Dana J. Boente, U.S. Attorney for the Eastern District of Virginia; Leslie R. Caldwell, Assistant Attorney General of the Justice Department’s Criminal Division; Adam S. Lee, Special Agent in Charge of the FBI’s Richmond Field Office; Richard Weber, Chief, IRS Criminal Investigation (IRS-CI); and Colonel W. Steven Flaherty, Virginia State Police Superintendent, made the announcement after sentencing by Senior U.S. District Judge James R. Spencer.
Former Virginia Governor Robert McDonnell and his wife, Maureen McDonnell, were convicted on Sept. 4, 2014, following a jury trial of one count of conspiracy to commit honest-services wire fraud and one count of conspiracy to obtain property under color of official right. Maureen McDonnell also was convicted of two counts of honest-services wire fraud and four counts of obtaining property under color of official right, while Robert McDonnell was convicted of three counts of honest-services wire fraud and six counts of obtaining property under color of official right. In total, Maureen McDonnell was convicted of eight of 13 counts and Robert McDonnell was convicted of 11 of 13 counts.
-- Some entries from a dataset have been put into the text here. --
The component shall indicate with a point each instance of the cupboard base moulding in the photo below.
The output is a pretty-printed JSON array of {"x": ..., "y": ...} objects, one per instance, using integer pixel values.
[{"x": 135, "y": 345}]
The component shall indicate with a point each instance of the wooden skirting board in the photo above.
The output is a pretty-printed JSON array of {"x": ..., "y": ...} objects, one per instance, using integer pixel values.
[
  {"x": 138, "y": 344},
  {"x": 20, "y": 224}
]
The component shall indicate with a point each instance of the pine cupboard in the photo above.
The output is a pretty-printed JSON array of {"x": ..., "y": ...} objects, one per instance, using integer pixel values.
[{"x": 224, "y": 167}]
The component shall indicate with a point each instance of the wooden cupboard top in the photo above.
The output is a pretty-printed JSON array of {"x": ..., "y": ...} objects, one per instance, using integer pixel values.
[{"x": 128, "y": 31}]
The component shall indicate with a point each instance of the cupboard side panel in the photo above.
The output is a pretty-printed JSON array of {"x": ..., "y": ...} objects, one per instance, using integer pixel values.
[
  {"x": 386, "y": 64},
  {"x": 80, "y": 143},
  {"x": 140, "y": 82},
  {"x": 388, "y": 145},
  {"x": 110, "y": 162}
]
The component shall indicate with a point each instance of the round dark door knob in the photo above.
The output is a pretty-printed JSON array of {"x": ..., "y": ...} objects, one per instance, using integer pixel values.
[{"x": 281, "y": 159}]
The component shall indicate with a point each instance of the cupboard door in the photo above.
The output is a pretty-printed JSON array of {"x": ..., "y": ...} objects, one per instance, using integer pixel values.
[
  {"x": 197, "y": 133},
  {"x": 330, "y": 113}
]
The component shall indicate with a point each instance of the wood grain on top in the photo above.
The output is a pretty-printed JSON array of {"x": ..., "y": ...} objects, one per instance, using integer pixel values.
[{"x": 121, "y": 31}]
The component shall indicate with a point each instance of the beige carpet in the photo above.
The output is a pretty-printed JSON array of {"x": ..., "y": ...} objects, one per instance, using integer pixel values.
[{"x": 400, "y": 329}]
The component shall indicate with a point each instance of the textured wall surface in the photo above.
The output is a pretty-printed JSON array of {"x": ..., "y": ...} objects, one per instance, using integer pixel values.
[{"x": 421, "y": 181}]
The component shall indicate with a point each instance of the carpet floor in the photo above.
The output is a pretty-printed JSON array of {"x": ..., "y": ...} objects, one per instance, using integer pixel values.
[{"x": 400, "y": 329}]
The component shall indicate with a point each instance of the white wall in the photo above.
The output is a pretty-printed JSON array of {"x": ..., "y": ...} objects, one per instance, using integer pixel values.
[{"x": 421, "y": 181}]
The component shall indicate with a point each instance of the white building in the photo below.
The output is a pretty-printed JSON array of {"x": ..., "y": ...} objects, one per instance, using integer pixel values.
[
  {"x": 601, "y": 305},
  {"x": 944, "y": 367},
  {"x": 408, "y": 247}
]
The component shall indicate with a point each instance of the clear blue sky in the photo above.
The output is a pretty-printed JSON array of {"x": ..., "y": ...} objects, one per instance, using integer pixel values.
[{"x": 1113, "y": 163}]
According to the evidence presented at trial, from April 2011 through March 2013, the McDonnell’s participated in a scheme to use the former governor’s official position to enrich themselves and their family members by soliciting and obtaining payments, loans, gifts and other things of value from Star Scientific and Jonnie R. Williams Sr. The McDonnell’s obtained these items in exchange for the former governor performing official actions to legitimize, promote and obtain research studies for Star’s products, including the dietary supplement Anatabloc.
According to evidence presented at trial, the McDonnell’s obtained from Williams more than $170,000 in direct payments as gifts and loans, thousands of dollars in golf outings, and numerous items. As part of the scheme, Robert McDonnell arranged meetings for Williams with Virginia government officials, hosted and attended events at the Governor’s Mansion designed to encourage Virginia university researchers to initiate studies of Star’s products and to promote Star’s products to doctors, contacted other Virginia government officials to encourage Virginia state research universities to initiate studies of Star’s products, and promoted Star’s products and facilitated its relationships with Virginia government officials.
The evidence further showed that the McDonnell’s attempted to conceal the things of value received from Williams and Star to hide the nature and scope of their dealings with Williams from the citizens of Virginia by, for example, routing gifts and loans through family members and corporate entities controlled by the former governor to avoid annual disclosure requirements.
The case is being prosecuted by Assistant U.S. Attorneys Michael S. Dry, Jessica D. Aber, and Ryan S. Faulconer of the U.S. Attorney’s Office for the Eastern District of Virginia, and Deputy Chief David V. Harbach II of the Criminal Division’s Public Integrity Section. The case is being investigated by the FBI’s Richmond Division, IRS-CI, and the Virginia State Police.